Cicéron, Discours contre L. Calpurnius Pison, XIV :"Mais vous avez entendu, pères conscrits, la parole d'un philosophe. Il n'a jamais, dit-il, désiré le triomphe. Quoi ! monstre infâme, opprobre et fléau de la patrie, lorsque tu détruisais le sénat, que tu trafiquais de l'autorité de cet ordre, que tu asservissais à un tribun ta puissance consulaire, que tu renversais la république, que tu livrais ma tête et ma vie, et que tu ne demandais en retour qu'une province, si tu ne désirais pas le triomphe, dis-nous enfin quel était l'objet de tes voeux effrénés. [...] Il n'est plus au pouvoir de Cn.

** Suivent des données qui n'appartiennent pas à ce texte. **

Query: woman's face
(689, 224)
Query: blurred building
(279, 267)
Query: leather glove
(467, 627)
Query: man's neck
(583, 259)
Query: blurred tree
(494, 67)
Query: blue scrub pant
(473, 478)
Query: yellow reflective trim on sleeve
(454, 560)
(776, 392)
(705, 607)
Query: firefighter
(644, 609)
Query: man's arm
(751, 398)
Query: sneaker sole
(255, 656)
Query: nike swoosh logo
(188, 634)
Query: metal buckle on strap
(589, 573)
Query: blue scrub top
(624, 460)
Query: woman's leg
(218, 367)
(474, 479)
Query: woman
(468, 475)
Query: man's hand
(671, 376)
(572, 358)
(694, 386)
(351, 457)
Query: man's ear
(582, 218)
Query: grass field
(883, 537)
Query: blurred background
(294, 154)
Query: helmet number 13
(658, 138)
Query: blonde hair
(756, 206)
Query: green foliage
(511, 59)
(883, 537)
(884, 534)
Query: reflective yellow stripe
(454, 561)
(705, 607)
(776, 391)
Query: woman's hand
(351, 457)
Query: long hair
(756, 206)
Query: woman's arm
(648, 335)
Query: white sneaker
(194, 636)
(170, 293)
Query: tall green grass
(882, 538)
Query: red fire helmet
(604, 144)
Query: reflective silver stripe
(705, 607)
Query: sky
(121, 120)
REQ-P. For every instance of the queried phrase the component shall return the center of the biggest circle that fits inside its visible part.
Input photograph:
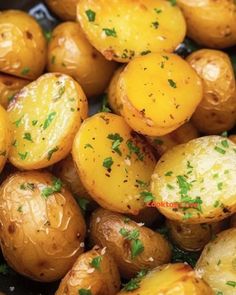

Pompée de suivre tes principes; il s'est mépris ; il n'avait pas bu aux sources de ta philosophie. L'insensé ! il a déjà triomphé trois fois. J'en rougis pour vous, Crassus : pourquoi, après avoir terminé une guerre formidable, avez-vous demandé au sénat, avec tant d'instances, la couronne de laurier ? Et vous, P. Servilius, Q. Métellus, C. Curion, que n'avez-vous entendu les leçons de ce docte maître avant de tomber dans l'erreur qui vous a séduits ? Pour mon ami C. Pomtinius, le temps en est passé ; les voeux qu'il a faits l'enchaînent. Qu'ils étaient déraisonnables les Camille, les Curius, les Fabricius ; les Calatinus, les Scipion, les Marcellus, les Maximus ! que Paul Emile était extravagant, et Marius grossier ! que les pères de nos deux consuls étaient dépourvus de jugement, eux qui ont triomphé !"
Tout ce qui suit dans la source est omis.